The most important thing to do for a snake bite victim is to get him or her emergency medical help as soon as possible. A doctor will evaluate the victim to decide on a specific course of treatment. In some cases, a bite from a venomous snake is not life-threatening. The severity depends on the location of the bite and the age and health of the victim. If the bite is not serious, the doctor may simply clean the wound and give the victim a tetanus vaccine.

If the situation is life threatening, the doctor may administer an antivenom. This is a substance that is created with snake venom to counter the snake bite symptoms. It is injected into the victim intravenously. The sooner the antivenom is used, the more effective it will be.

Prevention of Snake Bites

Snake bites can be prevented in many cases. Refrain from approaching or handling snakes in the wild. Avoid areas of tall grass and piled leaves, as well as rock and woodpiles. These are typical places in which snakes like to hide.

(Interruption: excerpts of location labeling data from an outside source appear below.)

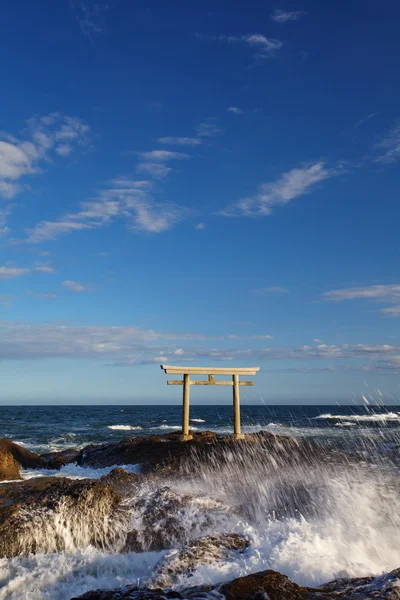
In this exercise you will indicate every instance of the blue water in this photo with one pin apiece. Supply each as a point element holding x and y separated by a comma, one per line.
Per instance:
<point>49,428</point>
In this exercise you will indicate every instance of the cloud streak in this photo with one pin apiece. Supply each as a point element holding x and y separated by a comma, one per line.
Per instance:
<point>124,198</point>
<point>290,185</point>
<point>265,47</point>
<point>284,16</point>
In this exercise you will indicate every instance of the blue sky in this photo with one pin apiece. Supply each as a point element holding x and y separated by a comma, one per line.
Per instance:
<point>199,182</point>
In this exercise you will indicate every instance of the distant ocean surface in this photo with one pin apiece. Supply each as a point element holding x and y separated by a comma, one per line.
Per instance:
<point>51,428</point>
<point>345,520</point>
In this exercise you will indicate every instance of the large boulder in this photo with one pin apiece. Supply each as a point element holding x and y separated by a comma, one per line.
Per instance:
<point>269,585</point>
<point>265,585</point>
<point>55,514</point>
<point>164,519</point>
<point>206,550</point>
<point>12,456</point>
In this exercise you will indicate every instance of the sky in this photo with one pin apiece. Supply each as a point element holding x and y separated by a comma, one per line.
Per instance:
<point>199,182</point>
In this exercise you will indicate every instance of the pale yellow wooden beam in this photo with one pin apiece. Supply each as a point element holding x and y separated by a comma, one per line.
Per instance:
<point>180,382</point>
<point>209,370</point>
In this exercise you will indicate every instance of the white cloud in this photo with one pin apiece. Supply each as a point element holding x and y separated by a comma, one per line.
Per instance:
<point>389,292</point>
<point>235,110</point>
<point>49,296</point>
<point>391,145</point>
<point>21,158</point>
<point>157,170</point>
<point>10,271</point>
<point>273,289</point>
<point>163,155</point>
<point>64,149</point>
<point>392,311</point>
<point>179,141</point>
<point>266,47</point>
<point>283,16</point>
<point>290,185</point>
<point>126,199</point>
<point>90,16</point>
<point>209,128</point>
<point>74,286</point>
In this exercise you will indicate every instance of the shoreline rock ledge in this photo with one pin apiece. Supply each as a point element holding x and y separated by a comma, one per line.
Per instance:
<point>264,585</point>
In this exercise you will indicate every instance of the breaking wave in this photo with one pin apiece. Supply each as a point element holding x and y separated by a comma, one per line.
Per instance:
<point>389,416</point>
<point>125,427</point>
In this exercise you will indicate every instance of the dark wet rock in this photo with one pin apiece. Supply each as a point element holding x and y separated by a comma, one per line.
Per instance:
<point>122,481</point>
<point>54,514</point>
<point>164,519</point>
<point>12,456</point>
<point>57,460</point>
<point>268,585</point>
<point>134,593</point>
<point>167,454</point>
<point>206,550</point>
<point>9,468</point>
<point>383,587</point>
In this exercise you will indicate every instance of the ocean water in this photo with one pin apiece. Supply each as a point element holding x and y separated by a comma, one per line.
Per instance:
<point>348,527</point>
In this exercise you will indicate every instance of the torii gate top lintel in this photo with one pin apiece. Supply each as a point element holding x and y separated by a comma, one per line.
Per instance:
<point>211,372</point>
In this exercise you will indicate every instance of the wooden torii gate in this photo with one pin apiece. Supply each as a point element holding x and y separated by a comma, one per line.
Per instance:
<point>211,372</point>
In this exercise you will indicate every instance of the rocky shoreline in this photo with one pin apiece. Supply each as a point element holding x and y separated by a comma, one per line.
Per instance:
<point>57,514</point>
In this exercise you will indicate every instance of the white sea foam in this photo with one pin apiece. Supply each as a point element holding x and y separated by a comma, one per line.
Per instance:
<point>125,427</point>
<point>63,576</point>
<point>389,416</point>
<point>73,471</point>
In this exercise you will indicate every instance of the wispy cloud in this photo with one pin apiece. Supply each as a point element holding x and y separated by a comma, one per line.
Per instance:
<point>179,141</point>
<point>235,110</point>
<point>47,136</point>
<point>389,292</point>
<point>90,15</point>
<point>390,145</point>
<point>283,16</point>
<point>365,119</point>
<point>290,185</point>
<point>124,198</point>
<point>49,296</point>
<point>11,271</point>
<point>74,286</point>
<point>378,293</point>
<point>273,289</point>
<point>265,47</point>
<point>209,128</point>
<point>153,163</point>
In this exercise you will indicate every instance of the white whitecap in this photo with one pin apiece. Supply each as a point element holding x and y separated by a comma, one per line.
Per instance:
<point>125,427</point>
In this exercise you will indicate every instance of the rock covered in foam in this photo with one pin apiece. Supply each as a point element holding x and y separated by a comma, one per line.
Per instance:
<point>206,550</point>
<point>12,456</point>
<point>265,585</point>
<point>54,514</point>
<point>164,519</point>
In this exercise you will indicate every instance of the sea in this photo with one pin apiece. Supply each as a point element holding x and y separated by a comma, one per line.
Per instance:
<point>353,529</point>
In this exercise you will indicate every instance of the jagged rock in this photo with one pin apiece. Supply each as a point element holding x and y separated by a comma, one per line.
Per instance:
<point>54,514</point>
<point>12,455</point>
<point>160,518</point>
<point>268,585</point>
<point>383,587</point>
<point>57,460</point>
<point>206,550</point>
<point>135,593</point>
<point>9,468</point>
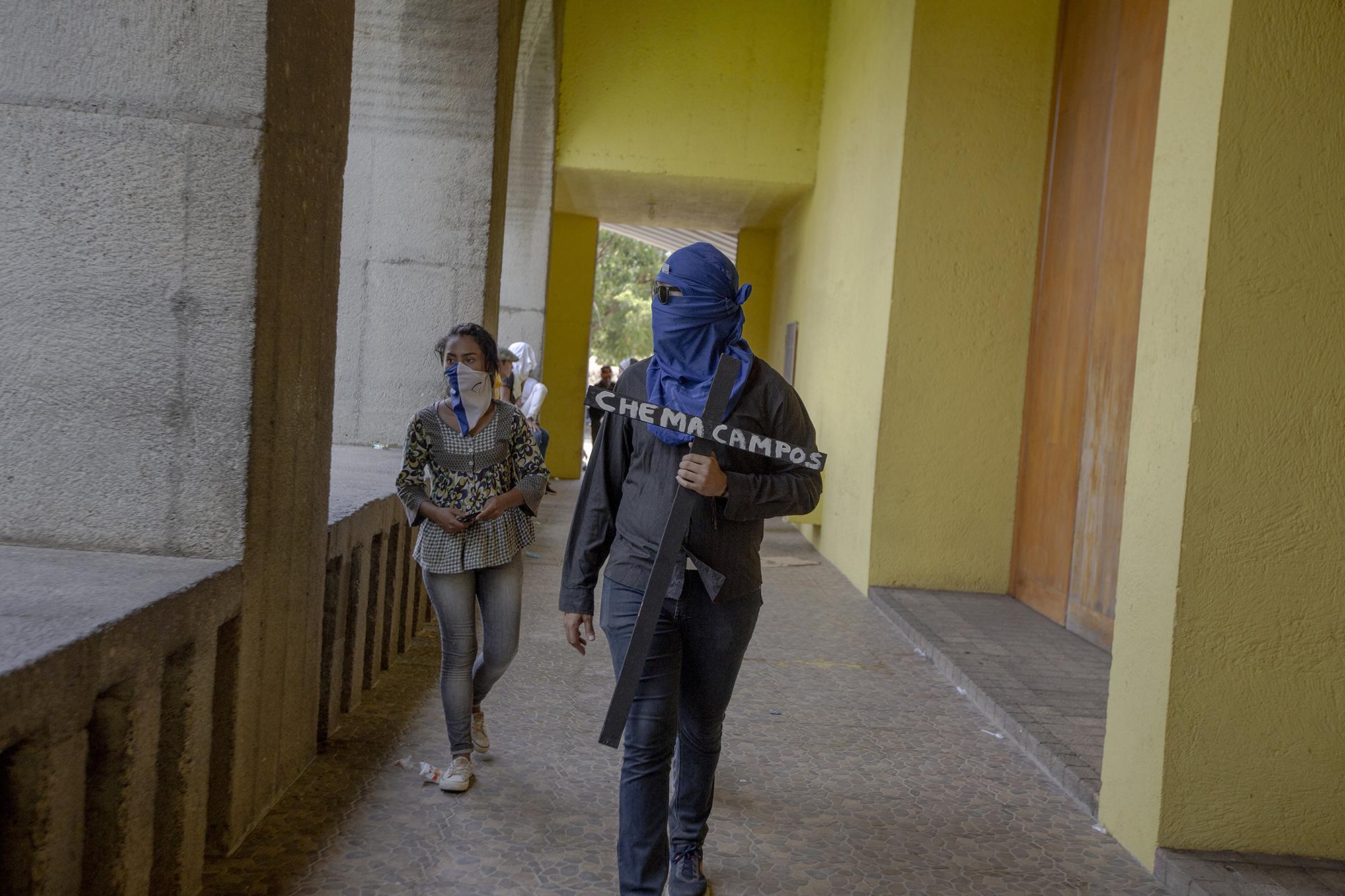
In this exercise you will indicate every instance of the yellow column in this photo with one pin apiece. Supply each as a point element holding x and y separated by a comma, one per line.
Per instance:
<point>957,337</point>
<point>1227,719</point>
<point>570,311</point>
<point>757,266</point>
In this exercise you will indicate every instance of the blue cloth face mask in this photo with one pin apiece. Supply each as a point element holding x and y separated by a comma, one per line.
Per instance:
<point>693,330</point>
<point>469,395</point>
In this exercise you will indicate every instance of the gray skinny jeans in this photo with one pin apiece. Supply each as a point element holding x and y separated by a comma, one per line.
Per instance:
<point>465,674</point>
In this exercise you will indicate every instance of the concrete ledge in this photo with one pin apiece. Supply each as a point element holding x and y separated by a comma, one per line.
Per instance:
<point>110,666</point>
<point>1219,873</point>
<point>122,719</point>
<point>978,661</point>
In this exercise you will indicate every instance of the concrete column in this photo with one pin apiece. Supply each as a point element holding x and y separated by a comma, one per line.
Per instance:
<point>570,314</point>
<point>528,208</point>
<point>1225,725</point>
<point>424,217</point>
<point>757,266</point>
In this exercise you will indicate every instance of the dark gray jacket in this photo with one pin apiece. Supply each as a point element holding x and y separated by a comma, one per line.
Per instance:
<point>631,481</point>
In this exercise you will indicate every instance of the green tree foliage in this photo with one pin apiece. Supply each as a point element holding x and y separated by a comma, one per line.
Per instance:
<point>622,282</point>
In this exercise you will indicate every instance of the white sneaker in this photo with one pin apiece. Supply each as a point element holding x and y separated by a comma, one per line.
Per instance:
<point>458,776</point>
<point>481,740</point>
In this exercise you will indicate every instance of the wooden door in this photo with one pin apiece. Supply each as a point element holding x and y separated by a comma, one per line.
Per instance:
<point>1082,354</point>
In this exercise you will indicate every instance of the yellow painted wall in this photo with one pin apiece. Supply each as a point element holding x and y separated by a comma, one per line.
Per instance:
<point>1227,720</point>
<point>835,263</point>
<point>1257,716</point>
<point>966,249</point>
<point>1178,247</point>
<point>701,110</point>
<point>757,266</point>
<point>570,313</point>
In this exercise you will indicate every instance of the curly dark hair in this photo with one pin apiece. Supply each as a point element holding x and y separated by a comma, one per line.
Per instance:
<point>490,353</point>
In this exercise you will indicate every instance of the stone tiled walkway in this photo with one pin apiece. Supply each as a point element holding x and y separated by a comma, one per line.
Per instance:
<point>1043,684</point>
<point>852,766</point>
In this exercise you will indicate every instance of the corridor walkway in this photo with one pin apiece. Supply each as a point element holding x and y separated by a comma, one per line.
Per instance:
<point>851,767</point>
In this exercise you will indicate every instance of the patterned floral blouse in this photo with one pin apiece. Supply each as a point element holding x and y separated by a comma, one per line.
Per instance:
<point>465,473</point>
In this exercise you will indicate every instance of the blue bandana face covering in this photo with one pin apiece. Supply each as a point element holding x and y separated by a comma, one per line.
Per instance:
<point>469,395</point>
<point>693,330</point>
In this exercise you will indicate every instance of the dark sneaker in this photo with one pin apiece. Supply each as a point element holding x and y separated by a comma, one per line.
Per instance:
<point>687,877</point>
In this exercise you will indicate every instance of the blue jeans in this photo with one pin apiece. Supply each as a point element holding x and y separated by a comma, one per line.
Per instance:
<point>681,701</point>
<point>466,674</point>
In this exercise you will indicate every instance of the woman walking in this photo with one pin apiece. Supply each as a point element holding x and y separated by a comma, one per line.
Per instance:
<point>486,481</point>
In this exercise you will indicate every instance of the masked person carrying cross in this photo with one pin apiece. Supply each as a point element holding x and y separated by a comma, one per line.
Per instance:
<point>712,604</point>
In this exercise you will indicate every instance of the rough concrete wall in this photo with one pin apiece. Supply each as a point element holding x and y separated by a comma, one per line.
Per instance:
<point>128,217</point>
<point>309,67</point>
<point>528,206</point>
<point>424,200</point>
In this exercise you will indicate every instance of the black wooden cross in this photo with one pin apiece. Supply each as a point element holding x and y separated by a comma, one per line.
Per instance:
<point>707,431</point>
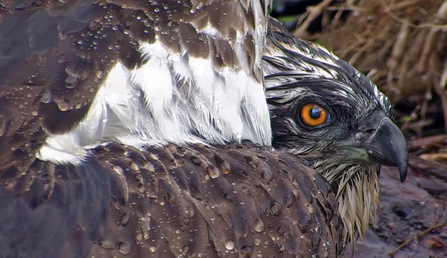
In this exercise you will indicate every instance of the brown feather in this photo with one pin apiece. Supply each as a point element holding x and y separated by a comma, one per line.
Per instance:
<point>177,201</point>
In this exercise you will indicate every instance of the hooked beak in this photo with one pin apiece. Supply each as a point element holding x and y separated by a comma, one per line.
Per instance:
<point>385,146</point>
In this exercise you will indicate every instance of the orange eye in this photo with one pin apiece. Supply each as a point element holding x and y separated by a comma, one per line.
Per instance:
<point>313,115</point>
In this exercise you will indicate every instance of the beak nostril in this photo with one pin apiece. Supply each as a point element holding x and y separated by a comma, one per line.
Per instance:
<point>364,135</point>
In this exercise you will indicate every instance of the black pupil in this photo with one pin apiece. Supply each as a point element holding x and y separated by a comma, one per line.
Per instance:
<point>315,112</point>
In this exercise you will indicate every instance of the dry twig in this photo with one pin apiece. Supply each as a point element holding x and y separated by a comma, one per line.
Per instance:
<point>417,236</point>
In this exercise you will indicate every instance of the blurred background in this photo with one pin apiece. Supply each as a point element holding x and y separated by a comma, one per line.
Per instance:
<point>401,45</point>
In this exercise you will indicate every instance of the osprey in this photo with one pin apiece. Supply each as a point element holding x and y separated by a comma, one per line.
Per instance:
<point>121,124</point>
<point>326,111</point>
<point>121,129</point>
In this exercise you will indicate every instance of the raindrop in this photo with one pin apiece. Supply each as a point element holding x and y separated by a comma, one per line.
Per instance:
<point>70,82</point>
<point>229,244</point>
<point>259,225</point>
<point>63,105</point>
<point>99,74</point>
<point>213,172</point>
<point>275,208</point>
<point>124,248</point>
<point>196,160</point>
<point>46,97</point>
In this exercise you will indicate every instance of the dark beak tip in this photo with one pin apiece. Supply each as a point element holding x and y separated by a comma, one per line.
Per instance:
<point>403,173</point>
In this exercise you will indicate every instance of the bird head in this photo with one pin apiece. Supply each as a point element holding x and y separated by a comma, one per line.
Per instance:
<point>326,111</point>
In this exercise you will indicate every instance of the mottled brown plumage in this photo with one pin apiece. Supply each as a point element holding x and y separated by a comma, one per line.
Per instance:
<point>120,201</point>
<point>172,201</point>
<point>54,55</point>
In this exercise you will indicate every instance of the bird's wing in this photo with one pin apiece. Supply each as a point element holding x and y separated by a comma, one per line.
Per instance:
<point>195,201</point>
<point>56,55</point>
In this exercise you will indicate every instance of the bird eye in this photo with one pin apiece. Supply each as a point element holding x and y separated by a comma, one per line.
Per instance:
<point>314,115</point>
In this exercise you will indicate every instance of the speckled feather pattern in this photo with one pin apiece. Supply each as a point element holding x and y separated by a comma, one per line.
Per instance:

When working outside where snakes may be present, wear tall boots, long pants, and leather gloves. Avoid working outside during the night and in warmer weather, which is when snakes are most active.

Outlook for a Snake Bite

The outlook for snake bite victims is highly variable. For a non-venomous snake bite, the outlook is excellent if the wound is cleaned and treated promptly. For a venomous bite, the outlook is good if the victim receives emergency care very soon after the bite has occurred. Healthy adults with shallow bites have a better outlook than children and those with weakened immune systems who have received deep bites.